"Interesting Articles"

Is Free Wi-Fi safe?

By Emma McGowan, "AVAST Security" Newsletter, 31st October 2021

Here's an interesting article which I received today - although it's aimed primarily at students, I think it's well worth reading - Allen Roochove, NCC Techno Buddy (30.10.21)

Can free Wi-Fi ever be safe?  Free Wi-Fi offers a quick and cheap solution - but it's often over an unencrypted connection. Which means hackers can use them to steal personal information, launch man-in-the-middle attacks, or even hijack your browsing. So, what can you do? 

Read this before hooking into that free Wi-Fi all the other students are using

School is back in session, and for many colleges, this means a return to campus. After a full year of distance learning, preceded by a chaotic half-year of distance learning, both faculty and students are now reacquainting with being in person again, not to mention actually out in the world, away from their couch. This reacclimatization will take a little time, but there's one little part of it we need to talk about right now - the free Wi-Fi.

These days, people like to be online 24 hours a day. People also tend to like the path of least resistance, especially when they're in a hurry. If they are away from their home, and they want to use their device or laptop, chances are they'll do a quick skim of their Wi-Fi choices, then hook into whichever one seems open, free, and not shady.

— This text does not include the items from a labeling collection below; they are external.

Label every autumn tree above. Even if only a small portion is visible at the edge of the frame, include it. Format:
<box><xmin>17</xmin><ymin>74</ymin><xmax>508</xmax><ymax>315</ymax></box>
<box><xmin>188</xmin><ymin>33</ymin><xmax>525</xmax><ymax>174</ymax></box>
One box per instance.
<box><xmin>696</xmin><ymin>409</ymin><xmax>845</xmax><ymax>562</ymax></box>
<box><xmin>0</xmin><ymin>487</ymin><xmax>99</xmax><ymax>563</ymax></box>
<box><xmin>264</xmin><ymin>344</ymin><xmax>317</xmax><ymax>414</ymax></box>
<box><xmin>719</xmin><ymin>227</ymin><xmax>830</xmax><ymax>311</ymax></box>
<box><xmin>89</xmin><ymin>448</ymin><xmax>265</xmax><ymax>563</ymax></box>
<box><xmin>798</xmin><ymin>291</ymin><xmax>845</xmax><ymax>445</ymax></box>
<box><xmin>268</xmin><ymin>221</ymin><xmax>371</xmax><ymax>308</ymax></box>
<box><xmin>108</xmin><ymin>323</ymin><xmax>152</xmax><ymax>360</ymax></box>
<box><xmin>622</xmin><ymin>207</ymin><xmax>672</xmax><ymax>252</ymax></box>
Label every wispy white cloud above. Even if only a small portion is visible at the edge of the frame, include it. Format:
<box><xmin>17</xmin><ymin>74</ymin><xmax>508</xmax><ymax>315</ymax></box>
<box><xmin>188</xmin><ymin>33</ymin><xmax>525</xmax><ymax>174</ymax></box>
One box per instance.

The problem is, hackers know what people like. These low-security hotspots are the perfect places to launch sneak attacks on users who join. Hackers can see all unencrypted connections, which can lead them to steal personal information, launch man-in-the-middle attacks, or even hijack sessions. Hackers could try to trick users into installing malware, or they could try something less invasive, like packet sniffing, a way of monitoring the information that's coming and going. Packet sniffing is not so much an attack as simply data analysis for future use.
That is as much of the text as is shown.